"Wrong," he chuckled slyly. "It's literature this time, or what passes as such. They're threshing out the immortal ode on the 'Victory of Samothrace.'"

Bernard Graves laughed, also, at some jest well understood, and moved to watch this eddy in the astonishingly widespread discussion of an anonymous poem, of a certain rhetorical vigor, which had been Interpreted by some critics as a plea for woman suffrage. At this juncture Mrs. Hilliard suddenly bore down upon them, flourishing a yellow paper.

"Such news, such news!" she called. "Here's a telegram—a telegram from our candidate. He is nominated! Mr. Shelby is nominated. Think of it!
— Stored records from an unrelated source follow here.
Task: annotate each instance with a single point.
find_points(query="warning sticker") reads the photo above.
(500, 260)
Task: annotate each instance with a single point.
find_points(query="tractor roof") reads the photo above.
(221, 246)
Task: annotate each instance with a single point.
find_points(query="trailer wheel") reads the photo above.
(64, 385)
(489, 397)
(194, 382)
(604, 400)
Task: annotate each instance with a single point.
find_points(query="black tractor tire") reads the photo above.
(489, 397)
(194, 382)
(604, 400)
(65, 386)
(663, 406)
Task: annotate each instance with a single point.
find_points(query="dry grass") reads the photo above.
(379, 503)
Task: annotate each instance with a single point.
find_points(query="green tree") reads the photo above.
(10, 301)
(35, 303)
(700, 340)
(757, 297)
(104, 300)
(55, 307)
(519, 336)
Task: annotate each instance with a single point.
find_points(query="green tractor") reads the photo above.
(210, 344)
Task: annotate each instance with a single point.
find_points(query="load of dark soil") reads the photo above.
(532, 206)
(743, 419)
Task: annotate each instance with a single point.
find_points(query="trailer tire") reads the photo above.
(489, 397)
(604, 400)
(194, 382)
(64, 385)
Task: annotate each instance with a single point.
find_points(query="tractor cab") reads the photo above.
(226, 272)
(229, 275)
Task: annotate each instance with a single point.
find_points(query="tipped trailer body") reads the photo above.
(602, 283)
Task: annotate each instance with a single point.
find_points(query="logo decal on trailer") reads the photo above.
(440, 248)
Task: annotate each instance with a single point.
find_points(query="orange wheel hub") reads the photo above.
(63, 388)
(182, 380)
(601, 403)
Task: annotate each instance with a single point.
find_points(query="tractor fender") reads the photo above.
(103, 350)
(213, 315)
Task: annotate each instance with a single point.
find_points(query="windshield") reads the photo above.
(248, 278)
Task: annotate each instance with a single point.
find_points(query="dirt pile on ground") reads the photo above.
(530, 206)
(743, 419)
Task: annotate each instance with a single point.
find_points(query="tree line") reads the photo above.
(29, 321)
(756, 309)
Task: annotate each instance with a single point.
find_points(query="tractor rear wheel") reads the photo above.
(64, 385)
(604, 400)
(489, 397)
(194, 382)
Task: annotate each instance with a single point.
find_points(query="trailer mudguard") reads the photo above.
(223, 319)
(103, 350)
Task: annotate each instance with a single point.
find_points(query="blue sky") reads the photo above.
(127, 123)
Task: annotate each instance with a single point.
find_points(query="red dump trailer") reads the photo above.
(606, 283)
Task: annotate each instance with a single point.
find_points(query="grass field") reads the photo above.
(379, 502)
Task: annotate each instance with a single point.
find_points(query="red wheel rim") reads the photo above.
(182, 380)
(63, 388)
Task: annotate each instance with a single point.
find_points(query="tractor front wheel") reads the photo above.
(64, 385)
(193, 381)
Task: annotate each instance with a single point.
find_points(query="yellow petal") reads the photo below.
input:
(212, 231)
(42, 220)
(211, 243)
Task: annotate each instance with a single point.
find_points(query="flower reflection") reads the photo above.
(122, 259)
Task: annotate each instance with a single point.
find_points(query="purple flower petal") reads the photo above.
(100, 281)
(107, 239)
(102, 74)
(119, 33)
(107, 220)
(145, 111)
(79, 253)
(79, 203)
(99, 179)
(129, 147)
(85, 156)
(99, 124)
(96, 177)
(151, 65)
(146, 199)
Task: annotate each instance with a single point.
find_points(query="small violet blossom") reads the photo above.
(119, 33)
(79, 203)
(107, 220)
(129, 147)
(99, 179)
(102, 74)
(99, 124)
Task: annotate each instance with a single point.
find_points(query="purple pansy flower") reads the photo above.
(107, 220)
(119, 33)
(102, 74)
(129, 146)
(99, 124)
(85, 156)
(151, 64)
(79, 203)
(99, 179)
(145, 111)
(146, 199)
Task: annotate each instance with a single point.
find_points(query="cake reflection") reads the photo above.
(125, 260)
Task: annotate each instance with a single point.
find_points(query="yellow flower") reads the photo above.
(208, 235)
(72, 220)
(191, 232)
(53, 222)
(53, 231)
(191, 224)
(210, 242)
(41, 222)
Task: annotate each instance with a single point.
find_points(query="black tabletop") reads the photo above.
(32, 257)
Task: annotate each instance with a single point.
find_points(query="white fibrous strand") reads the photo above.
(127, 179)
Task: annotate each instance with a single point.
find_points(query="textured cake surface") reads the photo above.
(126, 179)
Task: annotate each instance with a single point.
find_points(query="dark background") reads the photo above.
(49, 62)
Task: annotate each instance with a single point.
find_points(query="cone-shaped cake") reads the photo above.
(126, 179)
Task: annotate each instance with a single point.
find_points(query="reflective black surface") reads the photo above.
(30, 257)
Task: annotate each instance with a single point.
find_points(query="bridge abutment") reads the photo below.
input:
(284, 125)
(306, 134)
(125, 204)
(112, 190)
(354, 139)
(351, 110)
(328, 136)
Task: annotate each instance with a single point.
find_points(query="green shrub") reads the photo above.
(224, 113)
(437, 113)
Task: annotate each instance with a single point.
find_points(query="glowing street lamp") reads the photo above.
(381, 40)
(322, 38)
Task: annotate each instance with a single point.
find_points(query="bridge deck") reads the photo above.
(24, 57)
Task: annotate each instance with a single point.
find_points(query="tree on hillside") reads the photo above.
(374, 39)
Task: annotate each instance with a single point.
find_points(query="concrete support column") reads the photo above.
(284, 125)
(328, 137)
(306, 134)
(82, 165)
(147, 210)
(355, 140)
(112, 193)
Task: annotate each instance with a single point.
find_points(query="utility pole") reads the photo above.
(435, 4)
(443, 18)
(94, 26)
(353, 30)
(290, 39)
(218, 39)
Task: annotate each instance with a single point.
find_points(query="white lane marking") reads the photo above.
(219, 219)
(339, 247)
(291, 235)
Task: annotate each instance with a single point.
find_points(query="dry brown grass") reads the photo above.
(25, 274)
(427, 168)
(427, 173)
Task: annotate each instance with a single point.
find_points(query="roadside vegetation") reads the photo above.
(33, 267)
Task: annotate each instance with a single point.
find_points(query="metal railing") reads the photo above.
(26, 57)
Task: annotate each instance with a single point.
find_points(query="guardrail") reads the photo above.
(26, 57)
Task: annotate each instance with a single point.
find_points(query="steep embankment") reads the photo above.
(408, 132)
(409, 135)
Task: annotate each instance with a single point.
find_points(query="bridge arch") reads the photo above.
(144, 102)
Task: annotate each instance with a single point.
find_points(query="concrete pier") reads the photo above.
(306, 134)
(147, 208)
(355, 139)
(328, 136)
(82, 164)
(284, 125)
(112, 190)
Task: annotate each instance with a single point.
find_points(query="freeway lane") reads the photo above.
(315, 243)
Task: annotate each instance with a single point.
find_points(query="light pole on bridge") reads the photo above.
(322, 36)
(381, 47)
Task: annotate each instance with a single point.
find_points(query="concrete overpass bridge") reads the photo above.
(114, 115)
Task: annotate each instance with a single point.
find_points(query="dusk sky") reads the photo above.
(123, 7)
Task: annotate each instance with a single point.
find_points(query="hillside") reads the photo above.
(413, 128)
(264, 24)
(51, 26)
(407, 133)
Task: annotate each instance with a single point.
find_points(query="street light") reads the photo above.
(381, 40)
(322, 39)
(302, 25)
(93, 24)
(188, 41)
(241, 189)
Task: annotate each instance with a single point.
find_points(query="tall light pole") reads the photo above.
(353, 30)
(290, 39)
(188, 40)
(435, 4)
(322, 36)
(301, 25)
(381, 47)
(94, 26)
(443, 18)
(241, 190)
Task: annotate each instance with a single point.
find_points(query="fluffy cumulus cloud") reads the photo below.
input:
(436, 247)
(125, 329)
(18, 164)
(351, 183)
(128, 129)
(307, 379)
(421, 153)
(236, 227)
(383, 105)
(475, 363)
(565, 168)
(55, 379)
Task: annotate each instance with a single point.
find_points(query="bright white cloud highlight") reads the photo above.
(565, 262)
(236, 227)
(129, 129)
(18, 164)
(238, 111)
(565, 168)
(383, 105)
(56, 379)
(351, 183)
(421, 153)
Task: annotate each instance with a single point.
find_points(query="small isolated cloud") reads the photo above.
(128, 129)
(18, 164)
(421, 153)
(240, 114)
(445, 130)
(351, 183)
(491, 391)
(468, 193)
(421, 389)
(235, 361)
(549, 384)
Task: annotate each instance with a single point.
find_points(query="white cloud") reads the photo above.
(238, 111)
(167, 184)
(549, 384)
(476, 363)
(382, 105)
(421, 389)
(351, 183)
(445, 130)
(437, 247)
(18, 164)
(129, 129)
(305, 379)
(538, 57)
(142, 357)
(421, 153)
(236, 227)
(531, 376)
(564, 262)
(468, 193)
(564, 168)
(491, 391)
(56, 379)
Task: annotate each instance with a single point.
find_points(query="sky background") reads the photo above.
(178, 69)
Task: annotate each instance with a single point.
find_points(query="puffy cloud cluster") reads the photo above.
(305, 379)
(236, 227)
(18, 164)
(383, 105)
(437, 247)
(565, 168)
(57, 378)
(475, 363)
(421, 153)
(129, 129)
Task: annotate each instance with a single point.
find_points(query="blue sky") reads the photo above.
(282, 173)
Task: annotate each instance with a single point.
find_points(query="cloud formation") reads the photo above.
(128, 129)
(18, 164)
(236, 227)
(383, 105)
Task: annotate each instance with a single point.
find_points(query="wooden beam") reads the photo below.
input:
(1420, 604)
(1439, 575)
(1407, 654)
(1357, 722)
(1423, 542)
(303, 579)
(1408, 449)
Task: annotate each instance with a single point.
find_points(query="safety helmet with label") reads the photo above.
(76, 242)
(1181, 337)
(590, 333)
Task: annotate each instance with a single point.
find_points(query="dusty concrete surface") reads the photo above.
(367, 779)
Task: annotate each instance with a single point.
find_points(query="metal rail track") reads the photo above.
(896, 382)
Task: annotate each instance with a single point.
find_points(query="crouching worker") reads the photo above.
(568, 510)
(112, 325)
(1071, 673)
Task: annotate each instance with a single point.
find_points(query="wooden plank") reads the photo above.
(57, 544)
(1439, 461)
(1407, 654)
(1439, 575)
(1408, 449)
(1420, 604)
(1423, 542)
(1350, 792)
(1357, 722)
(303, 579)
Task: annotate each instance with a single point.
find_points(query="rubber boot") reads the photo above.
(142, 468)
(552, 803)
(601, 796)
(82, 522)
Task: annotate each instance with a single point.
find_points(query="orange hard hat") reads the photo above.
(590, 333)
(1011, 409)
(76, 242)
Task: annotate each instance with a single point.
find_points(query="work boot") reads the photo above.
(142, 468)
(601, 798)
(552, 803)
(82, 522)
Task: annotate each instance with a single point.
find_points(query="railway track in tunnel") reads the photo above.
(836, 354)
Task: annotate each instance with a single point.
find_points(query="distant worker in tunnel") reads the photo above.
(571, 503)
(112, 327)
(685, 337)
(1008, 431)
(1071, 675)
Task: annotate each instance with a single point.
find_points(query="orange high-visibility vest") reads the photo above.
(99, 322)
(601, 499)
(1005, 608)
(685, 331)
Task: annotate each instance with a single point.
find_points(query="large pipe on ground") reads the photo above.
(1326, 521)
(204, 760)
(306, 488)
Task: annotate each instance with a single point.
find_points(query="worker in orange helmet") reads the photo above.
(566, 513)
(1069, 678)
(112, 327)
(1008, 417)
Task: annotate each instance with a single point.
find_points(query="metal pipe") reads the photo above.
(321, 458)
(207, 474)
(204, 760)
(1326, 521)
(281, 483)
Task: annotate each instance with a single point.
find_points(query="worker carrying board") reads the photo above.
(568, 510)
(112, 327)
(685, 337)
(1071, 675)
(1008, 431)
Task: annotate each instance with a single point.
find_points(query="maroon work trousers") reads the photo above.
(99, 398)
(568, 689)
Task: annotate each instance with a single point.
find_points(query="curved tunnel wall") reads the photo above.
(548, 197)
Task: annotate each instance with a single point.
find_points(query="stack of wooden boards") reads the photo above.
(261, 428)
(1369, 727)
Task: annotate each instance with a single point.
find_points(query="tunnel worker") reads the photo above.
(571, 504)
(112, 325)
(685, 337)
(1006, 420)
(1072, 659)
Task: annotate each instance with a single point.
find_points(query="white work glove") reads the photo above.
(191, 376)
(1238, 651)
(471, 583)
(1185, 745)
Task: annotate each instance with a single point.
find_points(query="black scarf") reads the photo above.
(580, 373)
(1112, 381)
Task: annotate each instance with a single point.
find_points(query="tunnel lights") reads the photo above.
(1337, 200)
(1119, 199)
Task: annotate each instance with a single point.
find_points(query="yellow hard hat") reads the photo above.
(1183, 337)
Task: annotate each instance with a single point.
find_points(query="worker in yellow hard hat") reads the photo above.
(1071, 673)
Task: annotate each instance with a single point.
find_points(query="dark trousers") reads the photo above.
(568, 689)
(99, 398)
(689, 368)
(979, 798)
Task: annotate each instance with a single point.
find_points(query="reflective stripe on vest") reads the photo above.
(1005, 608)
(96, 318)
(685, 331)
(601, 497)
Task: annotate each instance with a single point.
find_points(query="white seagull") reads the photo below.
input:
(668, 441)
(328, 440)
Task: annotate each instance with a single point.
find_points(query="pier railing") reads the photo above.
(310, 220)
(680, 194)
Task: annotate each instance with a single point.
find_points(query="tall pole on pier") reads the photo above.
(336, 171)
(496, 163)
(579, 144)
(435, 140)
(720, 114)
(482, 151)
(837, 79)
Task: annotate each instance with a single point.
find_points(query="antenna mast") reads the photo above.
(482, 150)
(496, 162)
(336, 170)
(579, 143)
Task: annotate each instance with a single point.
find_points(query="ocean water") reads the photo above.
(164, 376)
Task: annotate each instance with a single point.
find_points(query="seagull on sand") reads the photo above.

One of our members! And he has wired the good news to us first of all!" She searched vainly for her glasses—her big blue eyes were astigmatic—and finally, with an impatient "You read it to them all," thrust the message into Volney Sprague's reluctant fingers.

He unfolded and read the paper, in lively quandary whether her choice were as haphazard as it seemed:—

"Nominated on first ballot. Home ten-thirty. Coming directly to club.
It stands first.

"C. R. SHELBY."

"Isn't that simply dear of him?" demanded Mrs. Hilliard. "We come first. He remembers us in his hour of triumph. It shows the true nature of the man."

"It does indeed," grumbled Sprague, shifting within pinching distance of Bernard Graves, whom he had seen grinning in the background during the reading. "It's a barefaced bid for votes."

Mrs. Hilliard's enthusiasm demanded a vent.

"He'll be here in five minutes," she exclaimed, peering at the hall clock. "The message was delayed somehow, and his train is due now. We must devise a reception. We owe it to him. He thought of us. We must think of him. What shall we do? Think, think, you clever people!"